We did not find a significant correlation between the frontal plane alignment and the Fmed, or Flat (p > 0.05). In an FE simulation study with one subject, the frontal plane alignment was reported a much more effective factor in reducing Fmed compared to the KAM20. Nevertheless, Kumar et al. (2013)24 failed to find a significant correlation between frontal plane alignment and the Fmed peak in neither healthy (n = 12) or OA (n = 16) groups. In our study, we did not find a significant correlation between the frontal plane alignments (at the standing posture) and Fmed (p > 0.05).

Gait speed was correlated to the Fmed and Flat in healthy, and to the Fmed in OA subjects. The Fmed was similarily increases by a similar rate in OA and healthy subjects due to an increase in the gait speed as its slope of regression in both groups is similar.

The current study has several limitations. The subject-specific contact point trajectories were measured during a quasi-static squat and may vary in different weight-bearing tasks. Even though, Gasparutto et al. (2015)58 showed that the impact of the dynamic activity on the couplings between the joint degrees of freedom was limited. Similarly, a recent systematic review59 showed that CPxmed and CPxlat were in the range of other contact point trajectories measured by fluoroscopy on both OA and healthy subjects during various weight-bearing tasks (gait, step-up, kneeling, squat…). The estimation of the contact point trajectories is based on a weighted center of bone-to-bone proximity28 and is subject to inaccuracies in approximating the center of pressure. This is primarily due to the absence of cartilage layer and menisci in the X-ray images and the errors in the reconstruction and registration process36,60,61. Moreover, the contact point trajectories were interpolated from a limited number of contact point locations.
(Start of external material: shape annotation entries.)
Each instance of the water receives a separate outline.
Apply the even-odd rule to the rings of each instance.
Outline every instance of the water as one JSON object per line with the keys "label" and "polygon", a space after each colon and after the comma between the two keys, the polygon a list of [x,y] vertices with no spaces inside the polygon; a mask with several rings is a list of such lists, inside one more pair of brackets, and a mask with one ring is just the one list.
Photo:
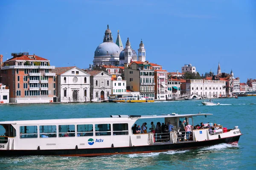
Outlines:
{"label": "water", "polygon": [[[228,128],[238,125],[238,145],[222,144],[196,150],[94,157],[28,156],[0,158],[0,169],[254,169],[256,167],[256,97],[145,103],[76,103],[0,105],[0,121],[109,117],[111,115],[212,113],[194,123],[211,122]],[[157,122],[163,120],[154,120]],[[145,121],[144,120],[143,121]],[[151,120],[148,120],[148,123]],[[140,125],[142,122],[139,122]]]}

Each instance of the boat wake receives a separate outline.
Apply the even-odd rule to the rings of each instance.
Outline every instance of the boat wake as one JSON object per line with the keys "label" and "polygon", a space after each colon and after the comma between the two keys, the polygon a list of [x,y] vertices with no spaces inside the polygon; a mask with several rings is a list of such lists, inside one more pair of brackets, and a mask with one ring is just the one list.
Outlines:
{"label": "boat wake", "polygon": [[205,150],[221,150],[223,149],[228,148],[233,148],[234,147],[239,147],[238,144],[236,143],[234,143],[232,144],[229,144],[226,143],[223,143],[207,147],[205,147],[203,148],[200,149],[201,150],[205,151]]}
{"label": "boat wake", "polygon": [[152,157],[158,156],[160,154],[167,154],[167,155],[173,155],[177,153],[184,153],[187,152],[188,150],[169,150],[166,152],[154,152],[148,153],[134,153],[127,155],[127,156],[129,158],[134,158],[138,157]]}

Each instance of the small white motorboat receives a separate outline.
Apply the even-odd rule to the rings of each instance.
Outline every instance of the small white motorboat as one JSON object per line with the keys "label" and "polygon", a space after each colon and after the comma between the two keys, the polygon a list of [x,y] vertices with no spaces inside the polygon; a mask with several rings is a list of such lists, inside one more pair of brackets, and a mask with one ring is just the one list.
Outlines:
{"label": "small white motorboat", "polygon": [[216,105],[220,105],[220,103],[214,103],[212,100],[209,100],[209,101],[202,102],[203,105],[207,106],[215,106]]}

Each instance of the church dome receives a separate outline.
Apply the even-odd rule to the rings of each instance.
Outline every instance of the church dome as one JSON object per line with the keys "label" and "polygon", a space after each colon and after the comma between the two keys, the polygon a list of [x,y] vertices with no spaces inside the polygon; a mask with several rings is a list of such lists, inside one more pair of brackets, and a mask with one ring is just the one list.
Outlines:
{"label": "church dome", "polygon": [[97,47],[94,52],[94,57],[114,56],[118,57],[120,52],[120,48],[115,43],[113,42],[104,42],[100,44]]}
{"label": "church dome", "polygon": [[120,54],[119,54],[119,60],[125,60],[125,51],[122,51],[120,53]]}

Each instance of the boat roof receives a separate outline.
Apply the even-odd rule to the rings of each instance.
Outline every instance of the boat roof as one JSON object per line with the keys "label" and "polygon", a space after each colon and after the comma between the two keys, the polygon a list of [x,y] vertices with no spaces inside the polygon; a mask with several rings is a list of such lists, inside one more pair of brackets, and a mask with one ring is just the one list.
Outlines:
{"label": "boat roof", "polygon": [[189,114],[178,114],[177,113],[163,114],[161,115],[111,115],[110,117],[102,117],[96,118],[77,118],[77,119],[53,119],[44,120],[17,120],[0,122],[0,125],[12,124],[12,125],[23,125],[23,124],[65,124],[67,123],[82,123],[109,122],[122,122],[134,121],[140,119],[155,119],[164,118],[165,117],[192,117],[198,116],[212,115],[212,114],[208,113],[197,113]]}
Finally, the number of subjects is not enough to generalize the conclusions made in this study.

As a conclusion, in the current work, we assessed the association of the contact point locations with the alterations of the knee contact forces and their distribution. Fmed was influenced more than the Flat by the contact point locations in both directions especially in OA subjects. Overall, the contact point locations had lower correlation with respect to the KFM and KAM and the two moments remained the best predictors of the Fmed and Flat. KAM and KFM can be easily estimated from classical inverse dynamics while obtaining subject-specific contact points require more complex procedures. However, the correlation between the contact points and the contact forces helps to understand the proportion of the variation in the contact forces which is not explained by the KAM and KFM. Even though the contact force variables (Fmed, Flat, and Ftot) did not present significant differences between the OA and healthy groups, the correlations were different (typically the slopes of regression), suggesting altered mechanisms of contact force distribution in the OA joint. Knowledge of the association of various parameters with the knee contact forces distribution could eventually lead to better understand the OA progression mechanism and help better planning the most effective interventions to slow the disease process. In a review of the biomechanical characteristics that have possible influence over articular tissue loading in OA, altered KAM and KFM, as well as slower gait speed (together with more flexed knees, reduced range of motion, muscle atrophy and other characteristics that were not analyzed in our study) were associated to lower contact forces, altered distribution of Fmed and Flat and different region of articular surface loaded62. The altered contact point trajectories were not directly listed in this review and our study demonstrate that this characteristics is also associated to altered distribution of Fmed and Flat. Typically, a more posterior and medial contact point location in the medial compartment is associated to a lower Fmed in OA patients.